While Beyonce's The Lion King: The Gift album and Black Panther affect slightly different demographics, they share the same paths.
Now that the dust has settled, let’s have a conversation.First, let’s talk Black Panther

In 2017, Disney released Black Panther. It was the biggest pop culture moment of the year. It controlled black culture for the better part of three months.

Black people visited cinemas across the world in traditional African regalia. ‘Wakanda Forever’escaped social media as a colloquial greeting into the real world. Black people immortalized Chadwick Bozeman with words and inundated him with praises.
On social media, people added a 'T’' prefix to their names - even people whose names started with ‘T’ added another ‘T’’ prefix. At times, it felt like Black people conflated reality for fiction. People forgot that ‘T’Challa’ was actually a human being named Chadwick Bozeman, not a King.
The unspoken consensus amongst black people was that Black Panther was going to inspire some cultural moment that will impact blackness as a whole and leave a lasting legacy on the real world.

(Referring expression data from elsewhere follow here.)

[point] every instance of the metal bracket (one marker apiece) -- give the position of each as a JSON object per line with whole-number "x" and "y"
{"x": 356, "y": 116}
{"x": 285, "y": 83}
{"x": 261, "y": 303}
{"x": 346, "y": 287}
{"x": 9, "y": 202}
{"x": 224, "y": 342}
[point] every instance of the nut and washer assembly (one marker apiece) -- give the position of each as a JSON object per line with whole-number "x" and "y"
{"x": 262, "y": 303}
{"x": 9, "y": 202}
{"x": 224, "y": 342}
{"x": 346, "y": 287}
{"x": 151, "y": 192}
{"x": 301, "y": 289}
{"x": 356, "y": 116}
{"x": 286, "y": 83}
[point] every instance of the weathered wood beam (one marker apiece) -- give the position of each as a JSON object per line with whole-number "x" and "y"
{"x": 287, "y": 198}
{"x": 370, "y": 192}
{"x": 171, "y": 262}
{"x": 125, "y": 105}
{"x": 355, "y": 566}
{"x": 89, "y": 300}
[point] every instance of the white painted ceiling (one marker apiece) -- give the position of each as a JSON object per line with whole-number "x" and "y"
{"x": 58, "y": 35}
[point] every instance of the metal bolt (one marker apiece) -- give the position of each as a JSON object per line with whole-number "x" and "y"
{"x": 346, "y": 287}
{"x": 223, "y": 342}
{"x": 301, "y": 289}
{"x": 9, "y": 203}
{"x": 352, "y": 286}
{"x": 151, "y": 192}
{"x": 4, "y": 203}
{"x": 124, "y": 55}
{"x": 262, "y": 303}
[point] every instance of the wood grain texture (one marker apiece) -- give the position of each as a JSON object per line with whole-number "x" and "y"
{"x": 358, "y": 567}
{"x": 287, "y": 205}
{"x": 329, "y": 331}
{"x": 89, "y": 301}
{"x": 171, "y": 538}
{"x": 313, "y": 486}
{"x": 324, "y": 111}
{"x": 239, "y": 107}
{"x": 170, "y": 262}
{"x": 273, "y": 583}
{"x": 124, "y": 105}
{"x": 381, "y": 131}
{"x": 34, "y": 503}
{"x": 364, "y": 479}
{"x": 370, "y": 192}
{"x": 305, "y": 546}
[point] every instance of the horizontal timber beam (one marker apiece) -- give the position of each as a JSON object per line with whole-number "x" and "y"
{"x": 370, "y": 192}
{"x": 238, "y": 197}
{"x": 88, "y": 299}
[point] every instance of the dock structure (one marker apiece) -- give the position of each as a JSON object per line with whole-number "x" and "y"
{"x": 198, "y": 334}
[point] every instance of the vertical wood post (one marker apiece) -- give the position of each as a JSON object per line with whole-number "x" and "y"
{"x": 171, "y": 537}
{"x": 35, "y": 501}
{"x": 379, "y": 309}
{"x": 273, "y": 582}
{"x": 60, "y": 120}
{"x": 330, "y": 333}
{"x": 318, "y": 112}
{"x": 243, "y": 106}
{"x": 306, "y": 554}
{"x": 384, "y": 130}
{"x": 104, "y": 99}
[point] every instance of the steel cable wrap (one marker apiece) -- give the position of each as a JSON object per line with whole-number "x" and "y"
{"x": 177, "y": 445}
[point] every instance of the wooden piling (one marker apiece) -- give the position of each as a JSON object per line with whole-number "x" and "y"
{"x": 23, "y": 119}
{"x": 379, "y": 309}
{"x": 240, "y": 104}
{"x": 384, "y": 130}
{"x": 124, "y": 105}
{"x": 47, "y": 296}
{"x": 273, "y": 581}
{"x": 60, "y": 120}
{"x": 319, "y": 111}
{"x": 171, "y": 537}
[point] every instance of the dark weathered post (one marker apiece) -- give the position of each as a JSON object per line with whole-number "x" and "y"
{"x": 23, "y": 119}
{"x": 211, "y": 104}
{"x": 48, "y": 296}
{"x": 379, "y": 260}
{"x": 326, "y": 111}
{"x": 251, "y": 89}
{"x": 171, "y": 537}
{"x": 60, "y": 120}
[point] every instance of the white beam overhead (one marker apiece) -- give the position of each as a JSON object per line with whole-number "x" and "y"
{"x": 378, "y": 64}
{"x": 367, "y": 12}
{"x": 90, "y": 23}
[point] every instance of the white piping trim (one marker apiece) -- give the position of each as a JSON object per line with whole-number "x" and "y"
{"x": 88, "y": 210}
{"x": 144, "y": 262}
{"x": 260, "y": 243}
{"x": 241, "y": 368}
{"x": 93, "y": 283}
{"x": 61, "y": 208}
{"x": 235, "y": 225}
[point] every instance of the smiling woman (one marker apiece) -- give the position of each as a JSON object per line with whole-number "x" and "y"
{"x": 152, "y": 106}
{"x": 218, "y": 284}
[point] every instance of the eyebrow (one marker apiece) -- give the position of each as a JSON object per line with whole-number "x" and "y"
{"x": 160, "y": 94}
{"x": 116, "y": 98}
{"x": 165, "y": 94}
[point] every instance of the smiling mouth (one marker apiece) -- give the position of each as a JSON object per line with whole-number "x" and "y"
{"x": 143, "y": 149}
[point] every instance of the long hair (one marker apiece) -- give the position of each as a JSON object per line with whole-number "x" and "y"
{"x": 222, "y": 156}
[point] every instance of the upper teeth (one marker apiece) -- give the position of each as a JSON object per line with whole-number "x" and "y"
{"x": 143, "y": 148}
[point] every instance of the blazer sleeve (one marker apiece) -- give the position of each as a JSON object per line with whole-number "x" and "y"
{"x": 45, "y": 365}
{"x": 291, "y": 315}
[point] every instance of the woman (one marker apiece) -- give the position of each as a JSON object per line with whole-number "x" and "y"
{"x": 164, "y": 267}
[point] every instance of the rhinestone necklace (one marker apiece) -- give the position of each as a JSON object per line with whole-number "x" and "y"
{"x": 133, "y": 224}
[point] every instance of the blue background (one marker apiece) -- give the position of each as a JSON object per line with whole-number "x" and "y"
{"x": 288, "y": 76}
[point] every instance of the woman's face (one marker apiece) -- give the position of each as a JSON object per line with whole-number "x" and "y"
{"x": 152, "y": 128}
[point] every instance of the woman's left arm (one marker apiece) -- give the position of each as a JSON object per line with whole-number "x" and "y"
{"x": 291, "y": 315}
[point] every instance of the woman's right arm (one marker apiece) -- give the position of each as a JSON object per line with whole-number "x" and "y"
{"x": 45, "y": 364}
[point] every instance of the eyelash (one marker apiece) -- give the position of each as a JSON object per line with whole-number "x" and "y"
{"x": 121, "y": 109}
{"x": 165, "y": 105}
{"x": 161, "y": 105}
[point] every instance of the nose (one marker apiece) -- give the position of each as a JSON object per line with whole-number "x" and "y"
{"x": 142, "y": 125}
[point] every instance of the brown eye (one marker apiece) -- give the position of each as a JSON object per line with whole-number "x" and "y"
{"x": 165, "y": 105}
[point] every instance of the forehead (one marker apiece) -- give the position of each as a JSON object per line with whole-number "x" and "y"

Sadly, Black Panther was nothing more than a sentimental moment

It was just a movie. It is just a movie.
Just as conversations engulfed the polity of social media, it inspired allegiance and made people choose sides. Erick Killmonger’s villanous portrayal attracted criticism. People saw it as a fault of a movie they felt was an exaltation of blackness.
The viral and wide acceptance and cultural praise for the movie came at a time when racism and xenophonbia were at their peak. Donald Trump, a man widely thought to be a bigot and a racist was the most powerful human being on earth.
Race-edged killings and police brutality became a consistency of modern reality. Donald Trump also aimed to control immigration from certain - black and Islamic - nations. A horde of white supremacists matched in Virginia, United States.